In a recent white paper “Flash and HDD – Symbiosis or Survival of the Fittest” Tom Coughlin presented an interesting case that Flash Storage and HDD technologies are complementary and not competitive, at least from a consumer electronics perspective. The argument he presented suggests that the growth of both Flash and HDD’s are interdependent with each supporting and promoting the growth of the other. However, does this hypothesis hold true in the enterprise class data storage environment?
Over the past few years solid state storage (SSD) has regained its once fashionable standing as a legitimate data storage option encouraging the somewhat familiar refrain by many industry pundits that HDD’s were dead and within the next 5yrs or so will be replaced by solid state storage. Excuse my bluntness but hogwash. Yes SSD’s will become prevalent and yes the technology will command a significant position in the storage hierarchy, “Tier 0” if you will but the assertion that it will eradicate HDD’s is reminiscent of the many online bigots who 20 years ago declared that tape was a member of the technology walking dead. Last time I looked however, the tape market was still a viable storage option. So let me repeat, hogwash!
As a proof point check out a recent white paper that appeared in the Intel Technical Journal Volume 13, Issue 1; “Solid State Drive Applications in Storage and Embedded Systems”. This paper is a collaboration between Dane Nelson of Intel and Sam Siewert of Atrato and presents an interesting approach to intelligent SSD/HDD integration that results in an autonomic application aware architecture that is characterized by exploiting the performance of SSD with the cost balance of HDD’s, orchestrated by the block level, activity and access profile, of data.
Some of the key features of the architecture discussed in the paper include:
- A hybrid solution that can scale to petabytes.
- Ability to profile I/O access to petabytes of data using megabytes of RAM.
- Ability to create an SSD VLUN along with a traditional HDD LUN with the same RAID features so that file-level tiers can be managed by applications.
- Ability to create hybrid VLUNs that include HDD capacity and SSD cache with intelligent block management to move most frequent accessed blocks between the tiers.
- Ability to create hybrid VLUNs that are composed of HDD capacity and are allocated SLC SSD ingest FIFO capacity to accelerate writes that are not well-formed and/or are not asynchronously and concurrently initiated.
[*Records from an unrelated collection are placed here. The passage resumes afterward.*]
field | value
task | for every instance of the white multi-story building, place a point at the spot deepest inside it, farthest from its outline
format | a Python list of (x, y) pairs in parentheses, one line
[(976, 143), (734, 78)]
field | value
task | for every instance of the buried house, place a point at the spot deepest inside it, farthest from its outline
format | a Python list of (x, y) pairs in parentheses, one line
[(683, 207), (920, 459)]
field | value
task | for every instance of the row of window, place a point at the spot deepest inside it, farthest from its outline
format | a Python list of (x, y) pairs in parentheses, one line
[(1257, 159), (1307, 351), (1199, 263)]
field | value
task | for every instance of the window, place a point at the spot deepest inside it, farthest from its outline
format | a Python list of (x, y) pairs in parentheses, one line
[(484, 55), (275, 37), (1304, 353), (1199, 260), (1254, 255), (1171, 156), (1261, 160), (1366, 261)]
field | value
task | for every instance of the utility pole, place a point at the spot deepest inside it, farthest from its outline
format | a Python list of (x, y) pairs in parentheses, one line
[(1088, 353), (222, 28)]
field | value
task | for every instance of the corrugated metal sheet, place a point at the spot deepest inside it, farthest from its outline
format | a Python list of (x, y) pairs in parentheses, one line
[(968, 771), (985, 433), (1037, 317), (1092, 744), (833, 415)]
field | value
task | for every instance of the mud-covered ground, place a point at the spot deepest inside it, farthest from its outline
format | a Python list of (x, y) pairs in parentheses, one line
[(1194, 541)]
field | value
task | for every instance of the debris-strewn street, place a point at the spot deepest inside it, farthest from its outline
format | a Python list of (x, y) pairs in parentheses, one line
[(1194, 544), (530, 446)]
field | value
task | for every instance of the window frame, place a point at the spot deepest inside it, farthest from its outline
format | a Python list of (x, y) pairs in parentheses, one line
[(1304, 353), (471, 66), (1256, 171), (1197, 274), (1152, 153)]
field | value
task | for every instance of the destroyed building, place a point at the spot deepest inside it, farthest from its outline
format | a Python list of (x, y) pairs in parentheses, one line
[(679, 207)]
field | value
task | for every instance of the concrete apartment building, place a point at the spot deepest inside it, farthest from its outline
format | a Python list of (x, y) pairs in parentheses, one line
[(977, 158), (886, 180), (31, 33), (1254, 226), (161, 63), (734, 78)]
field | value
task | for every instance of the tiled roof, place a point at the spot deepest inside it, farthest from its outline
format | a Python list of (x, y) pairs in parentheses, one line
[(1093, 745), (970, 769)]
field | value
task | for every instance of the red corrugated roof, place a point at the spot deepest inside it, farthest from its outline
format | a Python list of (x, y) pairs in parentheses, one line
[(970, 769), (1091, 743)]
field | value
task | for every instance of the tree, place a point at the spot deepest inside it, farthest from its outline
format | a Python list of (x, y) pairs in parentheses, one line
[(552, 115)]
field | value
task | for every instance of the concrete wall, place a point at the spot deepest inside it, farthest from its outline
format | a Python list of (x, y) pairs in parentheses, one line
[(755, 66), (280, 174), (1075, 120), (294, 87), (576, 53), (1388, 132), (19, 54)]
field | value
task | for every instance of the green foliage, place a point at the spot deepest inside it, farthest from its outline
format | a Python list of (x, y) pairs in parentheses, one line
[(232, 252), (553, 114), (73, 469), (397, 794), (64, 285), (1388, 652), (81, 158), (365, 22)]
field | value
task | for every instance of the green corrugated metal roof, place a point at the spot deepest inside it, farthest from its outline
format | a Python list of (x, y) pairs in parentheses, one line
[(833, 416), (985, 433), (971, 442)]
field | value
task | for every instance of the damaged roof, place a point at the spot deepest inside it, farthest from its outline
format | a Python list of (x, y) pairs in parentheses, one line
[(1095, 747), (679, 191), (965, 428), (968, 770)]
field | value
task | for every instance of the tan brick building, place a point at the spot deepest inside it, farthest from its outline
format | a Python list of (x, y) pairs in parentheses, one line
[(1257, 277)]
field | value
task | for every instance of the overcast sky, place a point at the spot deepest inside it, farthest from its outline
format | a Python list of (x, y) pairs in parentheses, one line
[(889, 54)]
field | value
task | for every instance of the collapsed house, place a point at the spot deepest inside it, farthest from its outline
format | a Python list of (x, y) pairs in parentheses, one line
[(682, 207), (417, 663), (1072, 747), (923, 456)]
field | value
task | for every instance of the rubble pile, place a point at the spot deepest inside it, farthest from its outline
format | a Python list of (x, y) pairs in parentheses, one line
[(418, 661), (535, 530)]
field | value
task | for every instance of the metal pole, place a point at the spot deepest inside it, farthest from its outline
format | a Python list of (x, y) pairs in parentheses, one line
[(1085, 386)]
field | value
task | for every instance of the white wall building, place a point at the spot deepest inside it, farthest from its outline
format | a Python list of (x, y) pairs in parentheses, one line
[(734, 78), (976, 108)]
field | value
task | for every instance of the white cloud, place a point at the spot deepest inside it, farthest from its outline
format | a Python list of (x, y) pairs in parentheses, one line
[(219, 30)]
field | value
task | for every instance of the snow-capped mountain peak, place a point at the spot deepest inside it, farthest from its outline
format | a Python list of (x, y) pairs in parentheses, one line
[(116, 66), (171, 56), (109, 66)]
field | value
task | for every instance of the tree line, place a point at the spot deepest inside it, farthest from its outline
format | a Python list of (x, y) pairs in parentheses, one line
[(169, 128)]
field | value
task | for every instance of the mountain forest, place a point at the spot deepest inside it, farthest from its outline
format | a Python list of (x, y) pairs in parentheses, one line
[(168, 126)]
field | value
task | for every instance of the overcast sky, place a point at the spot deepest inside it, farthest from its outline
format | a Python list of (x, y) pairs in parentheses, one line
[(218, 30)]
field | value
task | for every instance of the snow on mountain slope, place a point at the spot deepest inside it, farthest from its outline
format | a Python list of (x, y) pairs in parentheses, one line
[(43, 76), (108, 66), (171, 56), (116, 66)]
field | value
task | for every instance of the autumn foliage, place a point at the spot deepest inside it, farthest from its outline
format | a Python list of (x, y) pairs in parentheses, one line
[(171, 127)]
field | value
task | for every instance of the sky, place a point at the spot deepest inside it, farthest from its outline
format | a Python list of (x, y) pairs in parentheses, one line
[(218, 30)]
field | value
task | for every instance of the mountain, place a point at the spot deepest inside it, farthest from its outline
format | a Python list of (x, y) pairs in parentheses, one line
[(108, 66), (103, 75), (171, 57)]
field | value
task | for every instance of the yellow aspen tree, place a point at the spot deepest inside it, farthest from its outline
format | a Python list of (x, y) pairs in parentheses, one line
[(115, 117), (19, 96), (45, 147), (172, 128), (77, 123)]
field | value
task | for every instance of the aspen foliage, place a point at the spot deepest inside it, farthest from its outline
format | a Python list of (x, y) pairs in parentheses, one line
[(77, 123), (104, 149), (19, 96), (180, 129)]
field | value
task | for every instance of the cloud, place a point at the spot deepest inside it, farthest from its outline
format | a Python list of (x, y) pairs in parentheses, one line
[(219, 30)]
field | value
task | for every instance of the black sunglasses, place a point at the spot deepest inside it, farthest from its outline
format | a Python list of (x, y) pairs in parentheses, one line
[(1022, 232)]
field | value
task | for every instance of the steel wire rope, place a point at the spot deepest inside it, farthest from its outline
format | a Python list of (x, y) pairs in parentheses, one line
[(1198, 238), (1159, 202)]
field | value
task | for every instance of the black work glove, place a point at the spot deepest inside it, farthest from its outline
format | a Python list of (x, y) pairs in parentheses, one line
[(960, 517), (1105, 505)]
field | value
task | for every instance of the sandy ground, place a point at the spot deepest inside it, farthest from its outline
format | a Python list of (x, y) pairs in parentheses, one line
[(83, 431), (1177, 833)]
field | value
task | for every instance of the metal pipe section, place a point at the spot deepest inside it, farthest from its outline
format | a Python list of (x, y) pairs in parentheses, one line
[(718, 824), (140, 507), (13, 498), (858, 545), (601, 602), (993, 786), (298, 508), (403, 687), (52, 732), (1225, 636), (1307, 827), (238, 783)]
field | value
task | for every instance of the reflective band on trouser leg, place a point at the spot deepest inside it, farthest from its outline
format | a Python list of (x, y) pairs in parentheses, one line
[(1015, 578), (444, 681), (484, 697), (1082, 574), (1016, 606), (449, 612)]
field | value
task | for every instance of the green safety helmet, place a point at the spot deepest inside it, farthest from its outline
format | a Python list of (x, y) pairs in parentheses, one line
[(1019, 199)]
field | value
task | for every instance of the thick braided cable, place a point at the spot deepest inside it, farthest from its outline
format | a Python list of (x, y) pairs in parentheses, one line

- Ability to create hybrid VLUNs that are composed of HDD capacity and allocated RAM egress FIFO capacity so that the black-end can burst sequential data for lower latency sequential read-out.
This I suggest is an example of the intelligent and thoughtful integration of storage technologies that extends Tom’s original consumer electronics based hypothesis to enterprise class storage, that Flash and HDD technology is symbiotic and not competitive.